“Hoo—hoo!” she cried. “Is any one here?”

She held a little pocket flash-light in her hand, and threw its light here and there through the interior darkness. Norwood, still busy with his engine, was not aware when she went within; he was busy with mind and fingers. But all at once he sprang into a fuller activity—the activity of the man who hears the one cry that would recall him from another world; his wife had called to him, had cried aloud a wordless message which held wonder and fear, bewilderment, and—a note of joy?

He ran around the car into the open doorway of the barn. The air of the vast space within was redolent with the scent of stored hay, the warm, sweet breath of beasts, the ghost of past summers, the promised satisfaction of many a meal-time. He could hear the movement of the animals in the stalls; the roof of the barn arched far above in cavelike darkness; in a quick flash of memory there came to him the story of another cave where patient beasts were stabled; and this was Christmas eve....

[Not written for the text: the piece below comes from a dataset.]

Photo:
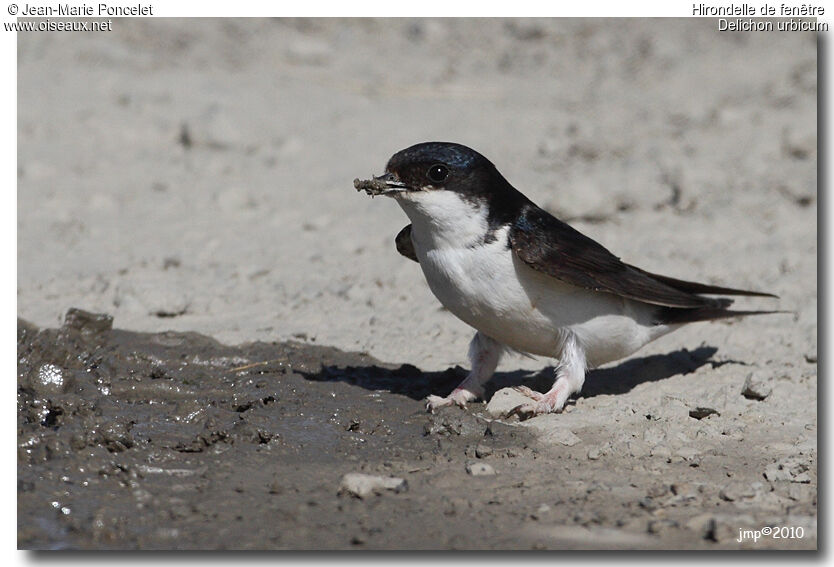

Far back in the gloom there shone a tiny light. He was curiously breathless. “Christine!” he called, a quick, foolish fear clutching at his heart, “Christine!”

She answered with another wordless call that was partly an exclamation of wonder, partly a crooning. Blundering forward, he could see the dim outline of a form—Christine’s form—kneeling in the dimness that was sparsely lighted by the pocket-light which she had dropped on the floor beside her. It was scarcely more than the space of a breath before he was at her side, yet in that space there had arisen another cry—a cry which he, the doctor, had also heard many times before. He felt as though he were living in a dream—but a dream as old as time.

“Ned, it’s a baby! Look! Here, alone, in the manger!”

It was, truly, a manger beside which she knelt; and she held gathered closely in her arms a child which was now crying lustily. Norwood spoke, she answered, and together they bent over the little form. It had been warmly wrapped in an old quilt; it was dressed in a queer little dress of brilliant pink, with strange, dark woolen underthings the like of which Christine had never seen before. Its cradle had been warm and safe, for all the gale without, and it had slept there peacefully in the manger until the honking horn and this strange woman had brought it back to a world of very cruel hunger.

Norwood laughed aloud as its little waving, seeking fists closed on one of his fingers. “Good healthy youngster,” he said; “three or four months old, I should say.” Then he added, “Hey, old man, where are your folks?”

At that Christine held the baby more closely to her breast. “Oh, I suppose it does belong to some one,” she said. “But, oh, Ned, I found it! Here in the manger—like the Christ-child! It seemed to me that I found something I had lost, something of my own!”

Norwood felt the danger of this sort of talk, as he mentally termed it, and hastened to interrupt. “Sure you found it!” he said. “That’s just what the baby is trying to tell you, among other things. He cries as if he were starved. Can’t you keep him quiet? Lord! how he yells!”